Without thinking

I’m fond of figuring out ways to get to know people. I don’t mean finding out where they’re from and what they do for a living. I mean understanding who they are and what they’re made of. I want to discover their character, not their characterisation, as Robert McKee would put it.

I’ve noticed a few ways of doing this. You can see how they act when under extreme stress. Or you can watch them when there’s no stress, when they’re completely and utterly at ease. You can witness the discrepancies in their responses to different people in different situations. You can come to understand them by the alignment—or non-alignment—between what they say and what they do. You can perceive what they do when they have no time and must choose how to spend the little they have, or what they do when they have all the time in the world. You can know a person by their behaviour around the wealthy, powerful and influential, and by their behaviour around the poor, the weak, and the insignificant. 

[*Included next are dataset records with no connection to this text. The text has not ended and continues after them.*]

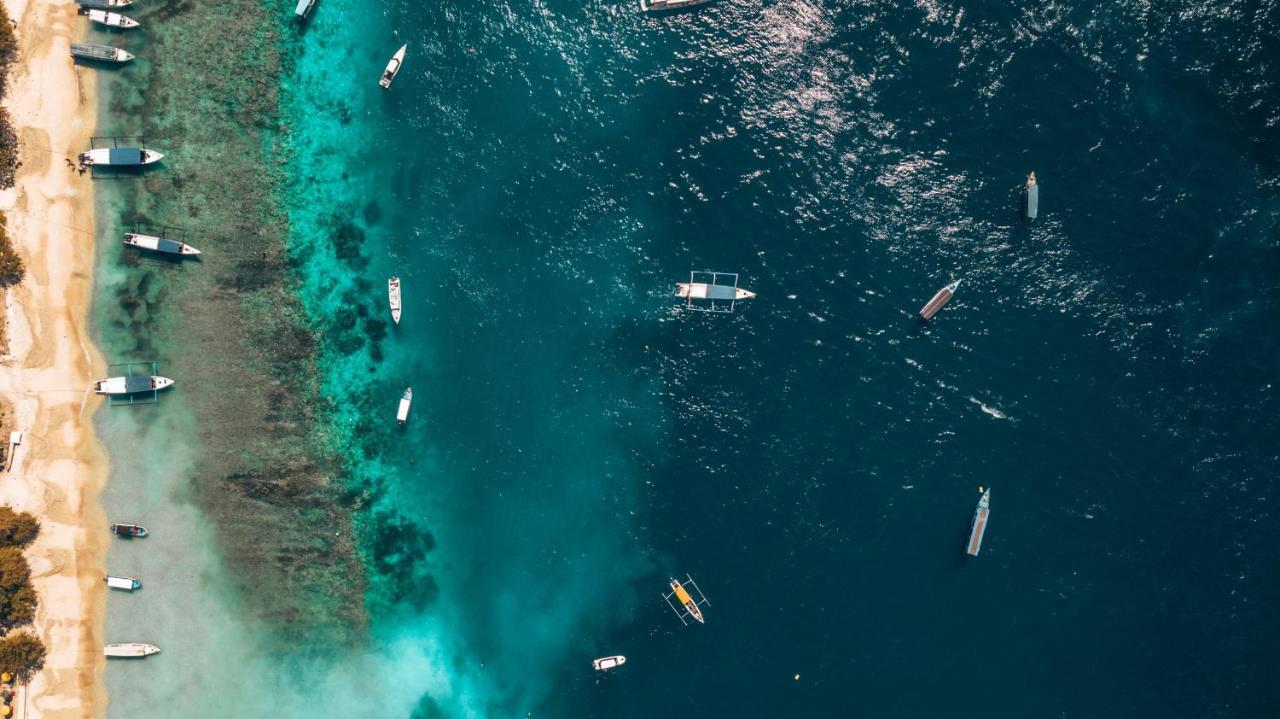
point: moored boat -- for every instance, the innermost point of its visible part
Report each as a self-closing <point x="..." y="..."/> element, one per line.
<point x="979" y="523"/>
<point x="393" y="68"/>
<point x="131" y="384"/>
<point x="608" y="662"/>
<point x="109" y="19"/>
<point x="654" y="5"/>
<point x="159" y="244"/>
<point x="131" y="650"/>
<point x="127" y="584"/>
<point x="393" y="298"/>
<point x="128" y="531"/>
<point x="119" y="156"/>
<point x="1032" y="197"/>
<point x="938" y="301"/>
<point x="402" y="411"/>
<point x="103" y="53"/>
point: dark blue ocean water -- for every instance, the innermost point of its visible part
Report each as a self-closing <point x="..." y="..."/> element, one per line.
<point x="540" y="175"/>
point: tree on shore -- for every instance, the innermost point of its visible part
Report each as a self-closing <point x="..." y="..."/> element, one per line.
<point x="22" y="655"/>
<point x="17" y="595"/>
<point x="17" y="529"/>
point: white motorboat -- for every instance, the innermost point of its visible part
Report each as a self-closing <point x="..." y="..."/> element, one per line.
<point x="132" y="384"/>
<point x="402" y="411"/>
<point x="127" y="584"/>
<point x="103" y="53"/>
<point x="159" y="244"/>
<point x="938" y="301"/>
<point x="109" y="19"/>
<point x="393" y="68"/>
<point x="119" y="156"/>
<point x="131" y="650"/>
<point x="393" y="297"/>
<point x="608" y="663"/>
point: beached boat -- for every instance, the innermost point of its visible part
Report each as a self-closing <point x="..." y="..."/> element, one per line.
<point x="402" y="411"/>
<point x="938" y="301"/>
<point x="128" y="531"/>
<point x="1032" y="197"/>
<point x="131" y="650"/>
<point x="109" y="19"/>
<point x="654" y="5"/>
<point x="979" y="522"/>
<point x="127" y="584"/>
<point x="393" y="68"/>
<point x="393" y="297"/>
<point x="119" y="156"/>
<point x="101" y="53"/>
<point x="131" y="384"/>
<point x="608" y="662"/>
<point x="712" y="292"/>
<point x="159" y="244"/>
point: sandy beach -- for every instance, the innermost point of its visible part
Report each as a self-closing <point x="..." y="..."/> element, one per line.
<point x="59" y="468"/>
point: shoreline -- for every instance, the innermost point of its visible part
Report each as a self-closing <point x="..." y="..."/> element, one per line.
<point x="60" y="467"/>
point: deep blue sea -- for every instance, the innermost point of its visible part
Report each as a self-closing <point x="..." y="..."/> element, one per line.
<point x="543" y="173"/>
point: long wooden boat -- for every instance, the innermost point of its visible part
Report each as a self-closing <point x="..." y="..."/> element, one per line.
<point x="109" y="19"/>
<point x="129" y="650"/>
<point x="159" y="244"/>
<point x="979" y="523"/>
<point x="393" y="298"/>
<point x="101" y="53"/>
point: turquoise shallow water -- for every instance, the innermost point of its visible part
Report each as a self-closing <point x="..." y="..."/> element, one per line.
<point x="542" y="174"/>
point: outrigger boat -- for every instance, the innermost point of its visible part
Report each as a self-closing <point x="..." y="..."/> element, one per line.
<point x="131" y="384"/>
<point x="402" y="411"/>
<point x="654" y="5"/>
<point x="128" y="531"/>
<point x="131" y="650"/>
<point x="608" y="663"/>
<point x="689" y="607"/>
<point x="393" y="68"/>
<point x="104" y="53"/>
<point x="109" y="19"/>
<point x="119" y="156"/>
<point x="938" y="301"/>
<point x="393" y="297"/>
<point x="159" y="244"/>
<point x="979" y="522"/>
<point x="705" y="288"/>
<point x="1032" y="197"/>
<point x="127" y="584"/>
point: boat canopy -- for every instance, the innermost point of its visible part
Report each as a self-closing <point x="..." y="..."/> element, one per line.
<point x="124" y="156"/>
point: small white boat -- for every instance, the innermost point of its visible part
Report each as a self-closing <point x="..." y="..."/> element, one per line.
<point x="393" y="68"/>
<point x="101" y="53"/>
<point x="109" y="19"/>
<point x="608" y="663"/>
<point x="938" y="301"/>
<point x="132" y="384"/>
<point x="119" y="156"/>
<point x="131" y="650"/>
<point x="159" y="244"/>
<point x="127" y="584"/>
<point x="402" y="411"/>
<point x="393" y="297"/>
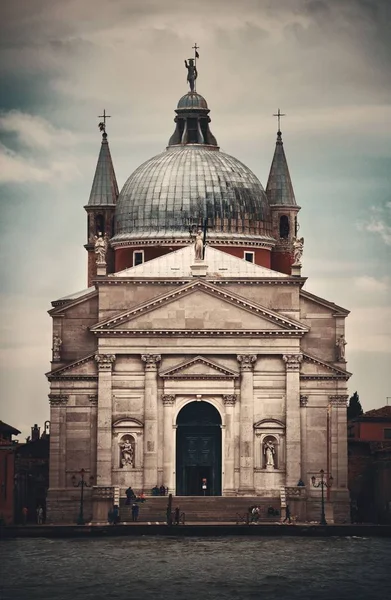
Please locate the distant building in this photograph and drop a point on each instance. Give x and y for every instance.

There are many more I’m sure I’ve forgotten or not even noticed. But there’s one in particular that’s been bouncing around my mind this morning: you can know a person by what they do without thinking.

Conscious thought is a filter for actions and words. It modifies what we do or say according to the present audience. Words and deeds that arise out of slow thought and contemplation are always tainted with the stink of self-consciousness. They are never pure. But if someone acts without thought—instinctively, naturally, and without consideration for how their action will be perceived by others—we can get a window into their soul. 

It is without thinking that the greatest and most terrible acts of humanity are undertaken. The soldier who dives on an imminently exploding grenade to save his squad members doesn’t think. He does what he feels to be right and proper. And the man who is cruel to his dog, who slaps him on the nose for daring to bark at the wrong moment, displays his disdain and cruelty unwittingly. 

So that’s another way in which you can come to know an individual. Ask yourself, what do they do when they don’t think? How do they act when they don’t think about the action?